Second-hand goodies: All the way from London… the marvels in landa bazaar

People have walked off with perfectly usable designer goods and electronics for unbelievable cheap.

Sehrish Ali July 30, 2012


The Sunday bazaar in H9 sector is intriguing — a normal visit might consist of housewives purchasing fruits and veggies for the forthcoming week. She may also venture a little further for linen or groceries and further up for cheaper varieties of lawn.

But a whole new world awaits for the bold soul that dare walk into the “landa” area.

Thinking of changing those old curtains? Lacy, or floral, white ruffles? Neutral hues of all sizes await you. A little bargaining, which our gender is apt at, and walk off with your prize. Rinse with a disinfectant and your windows have undergone that badly needed change. The section has foreign-made quilted bedspreads, tray mats, table spreads of various sizes, shapes, and patterns available at different price ranges, from the cheapest on the heap to the finer ones inside.
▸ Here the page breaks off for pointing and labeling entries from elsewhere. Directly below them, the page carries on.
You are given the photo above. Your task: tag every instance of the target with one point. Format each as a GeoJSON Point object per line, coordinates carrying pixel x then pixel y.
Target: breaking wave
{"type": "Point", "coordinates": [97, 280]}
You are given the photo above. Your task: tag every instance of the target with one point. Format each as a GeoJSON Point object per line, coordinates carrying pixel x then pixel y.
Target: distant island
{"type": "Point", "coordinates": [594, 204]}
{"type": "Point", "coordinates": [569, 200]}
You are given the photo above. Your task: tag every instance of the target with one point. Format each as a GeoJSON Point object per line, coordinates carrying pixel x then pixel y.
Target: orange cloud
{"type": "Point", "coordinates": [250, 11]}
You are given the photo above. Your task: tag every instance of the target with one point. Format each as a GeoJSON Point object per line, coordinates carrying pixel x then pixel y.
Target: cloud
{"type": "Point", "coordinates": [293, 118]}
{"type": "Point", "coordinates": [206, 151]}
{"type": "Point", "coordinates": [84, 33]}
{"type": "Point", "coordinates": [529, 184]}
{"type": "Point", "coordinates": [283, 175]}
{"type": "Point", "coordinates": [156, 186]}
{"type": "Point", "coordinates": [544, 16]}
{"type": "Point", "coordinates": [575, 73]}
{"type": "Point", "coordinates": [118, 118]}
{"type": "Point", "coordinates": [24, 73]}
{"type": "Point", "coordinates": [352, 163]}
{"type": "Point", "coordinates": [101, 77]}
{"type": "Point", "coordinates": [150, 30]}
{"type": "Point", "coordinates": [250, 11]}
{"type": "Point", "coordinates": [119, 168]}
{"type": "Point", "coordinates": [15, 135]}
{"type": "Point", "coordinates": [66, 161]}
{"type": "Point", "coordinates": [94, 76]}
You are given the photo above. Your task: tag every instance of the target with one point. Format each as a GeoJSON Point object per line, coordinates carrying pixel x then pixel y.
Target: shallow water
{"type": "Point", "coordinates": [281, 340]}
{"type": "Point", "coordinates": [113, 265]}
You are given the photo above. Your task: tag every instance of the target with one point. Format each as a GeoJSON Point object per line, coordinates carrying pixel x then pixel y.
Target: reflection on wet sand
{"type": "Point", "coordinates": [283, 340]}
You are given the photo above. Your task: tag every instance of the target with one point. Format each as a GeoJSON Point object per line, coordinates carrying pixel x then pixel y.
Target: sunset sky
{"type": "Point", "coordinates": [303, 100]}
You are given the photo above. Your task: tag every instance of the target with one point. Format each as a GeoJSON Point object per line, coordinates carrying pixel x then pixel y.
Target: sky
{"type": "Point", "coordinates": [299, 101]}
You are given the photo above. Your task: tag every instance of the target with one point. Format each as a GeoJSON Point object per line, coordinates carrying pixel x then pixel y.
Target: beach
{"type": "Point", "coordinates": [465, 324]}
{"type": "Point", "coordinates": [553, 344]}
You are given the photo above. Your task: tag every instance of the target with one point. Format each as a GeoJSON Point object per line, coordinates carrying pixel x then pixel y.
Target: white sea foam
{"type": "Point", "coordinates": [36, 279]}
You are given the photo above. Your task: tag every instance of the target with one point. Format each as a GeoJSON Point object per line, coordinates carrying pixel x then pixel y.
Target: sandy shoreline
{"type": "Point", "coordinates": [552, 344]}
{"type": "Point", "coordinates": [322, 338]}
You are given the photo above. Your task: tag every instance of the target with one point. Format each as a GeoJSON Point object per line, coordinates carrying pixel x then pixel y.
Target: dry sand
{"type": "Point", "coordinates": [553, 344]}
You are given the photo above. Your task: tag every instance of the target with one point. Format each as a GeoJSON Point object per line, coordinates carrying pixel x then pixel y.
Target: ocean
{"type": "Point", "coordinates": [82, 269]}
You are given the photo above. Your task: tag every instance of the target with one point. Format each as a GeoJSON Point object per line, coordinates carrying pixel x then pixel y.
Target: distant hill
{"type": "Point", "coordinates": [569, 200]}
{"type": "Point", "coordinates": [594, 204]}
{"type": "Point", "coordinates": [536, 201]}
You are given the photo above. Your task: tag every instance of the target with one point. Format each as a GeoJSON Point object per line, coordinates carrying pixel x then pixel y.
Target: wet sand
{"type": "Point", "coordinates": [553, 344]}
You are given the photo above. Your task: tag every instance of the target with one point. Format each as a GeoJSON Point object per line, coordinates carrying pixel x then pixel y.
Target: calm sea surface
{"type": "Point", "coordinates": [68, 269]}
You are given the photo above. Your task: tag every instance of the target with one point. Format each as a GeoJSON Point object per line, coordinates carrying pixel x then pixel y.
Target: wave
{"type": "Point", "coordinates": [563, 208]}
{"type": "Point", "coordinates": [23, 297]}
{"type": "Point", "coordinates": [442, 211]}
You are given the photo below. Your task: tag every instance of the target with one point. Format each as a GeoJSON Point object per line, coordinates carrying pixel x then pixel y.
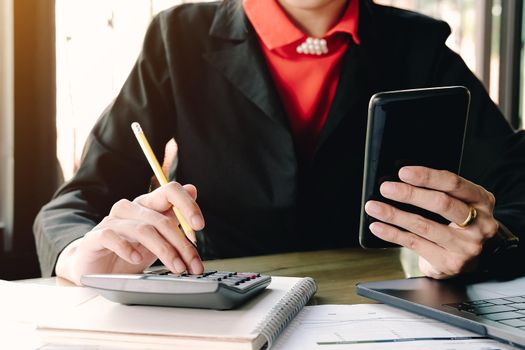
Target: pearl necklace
{"type": "Point", "coordinates": [313, 46]}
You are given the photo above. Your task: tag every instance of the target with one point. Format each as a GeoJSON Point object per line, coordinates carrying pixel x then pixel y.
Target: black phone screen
{"type": "Point", "coordinates": [411, 127]}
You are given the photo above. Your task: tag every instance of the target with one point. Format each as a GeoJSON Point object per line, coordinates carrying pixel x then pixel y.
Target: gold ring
{"type": "Point", "coordinates": [472, 214]}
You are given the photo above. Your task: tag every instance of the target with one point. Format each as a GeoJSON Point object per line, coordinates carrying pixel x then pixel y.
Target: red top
{"type": "Point", "coordinates": [305, 82]}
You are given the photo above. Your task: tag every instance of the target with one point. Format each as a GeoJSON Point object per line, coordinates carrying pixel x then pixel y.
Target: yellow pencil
{"type": "Point", "coordinates": [155, 166]}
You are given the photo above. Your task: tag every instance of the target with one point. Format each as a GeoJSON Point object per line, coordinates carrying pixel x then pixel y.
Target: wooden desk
{"type": "Point", "coordinates": [335, 271]}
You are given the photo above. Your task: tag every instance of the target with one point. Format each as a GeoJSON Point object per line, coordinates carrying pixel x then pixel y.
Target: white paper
{"type": "Point", "coordinates": [375, 326]}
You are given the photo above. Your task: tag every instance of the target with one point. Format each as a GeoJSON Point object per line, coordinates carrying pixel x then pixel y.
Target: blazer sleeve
{"type": "Point", "coordinates": [494, 153]}
{"type": "Point", "coordinates": [112, 166]}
Raina (name changed on request), a housewife with an eye for crockery and curio, says she visits this place regularly. She has picked silverware (later discovered to be Queen Anne), which she polished and now displays in her showcase. The entire winter she would browse around these second hand shops, and her home is filled with vases, picture frames, and decorations. “Occasionally I am lucky enough to find brand new crystal bowls, which I gift to friends on occasions.”

Lately, electronics have flooded these shops. Men are seen examining various gadgets from DVDs, to CD players, as ladies shout loudly at the salesperson to lower the rate of a good condition Kenwood all-in-one and second hand BabyBliss hair strengtheners.

A Panasonic stereo with a 5 CD changer was bought by a college boy with saved up pocket money. The proud owner said he would never have been able to buy the same at a “normal” shop.

Yasmin, a second year student says she has a craze for handbags. She has gotten lucky a number of times, finding barely used Tommy Hilfiger bags. “Also, I bought two vintage-style suitcases at unthinkably low rates.”

An Afghani lady, mother to two teenage girls, was overjoyed when she realised long gowns, prom dresses and western wear were available there. She showed off the treasure she had found: a long skirt, lacy top, stripped pyjamas, and shirts. But, she added, she had to bargain long and hard with a stubborn Pakhtun salesman before closing the deal.

However, one has to be careful while digging in the landa bazaar. Each of these ladies have ended up getting carried away with the promise of what lay in front of them, and ended up walking away with chipped crockery, or bags that were torn on the sides and cleverly hidden by the shopkeeper.

Next to these second-hand shops are stalls selling local goods. Their owners seem disgruntled that people are more willing to buy second hand foreign goods than brand new local ones.

“It’s a state of mind. Anything foreign, and people will run for it, even though we have perfectly good local products,” said one stall owner as he pointed towards a group of ladies checking out the second hand shirts on the landa side.

Published in The Express Tribune, July 30th, 2012.